Buying a Sustainable Economy

Chemical & Engineering News (7/27, Johnson) – Views on the likely impact of the recovery act are mixed, but most energy economists, engineers, and scientists recognize that this is a sea change in government funding and are holding their opinions in check, waiting to see what happens. Only $8.0 billion has been obligated so far, with just $264 million having been spent. Many observers question whether $38.7 billion is enough to make much of a dent in a program that is attempting to change how the world generates and uses energy.
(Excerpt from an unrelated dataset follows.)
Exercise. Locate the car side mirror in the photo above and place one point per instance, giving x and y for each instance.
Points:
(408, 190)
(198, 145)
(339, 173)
In mid-July, 34 Nobel Laureates called on Obama to increase federal funding for climate-change technology in the cap-and-trade bill to the $15 billion per year he promised during his presidential campaign.

Since the mid-1990s, energy R&D has accounted for about 1% of all federal R&D investments, according to a study funded by Pacific Northwest National Laboratory… The study, based on several R&D reports and databases, found that between 1961 and 2008, the federal government spent $172 billion for energy technology development … During the same period, however, the government spent overall nearly $4 trillion in cumulative R&D funding. In all but one year, defense R&D was more than half of the total.

R&D spending mirrors the changing demands of society, government, and Congress. During the space race of the 1960s, for instance, space R&D accounted for up to one-third of all federal R&D, and in the mid-1990s, health R&D—mostly through the National Institutes of Health—ramped up to nearly one-quarter of the federal R&D investment for that period … “There never has been anything like a free market in energy,” counters Frank Laird, professor of technology and public policy at the University of Denver. “It is a fantasy. The first tax subsidies go back to 1918 and went to oil and gas. The question is, which energy sources do you support?”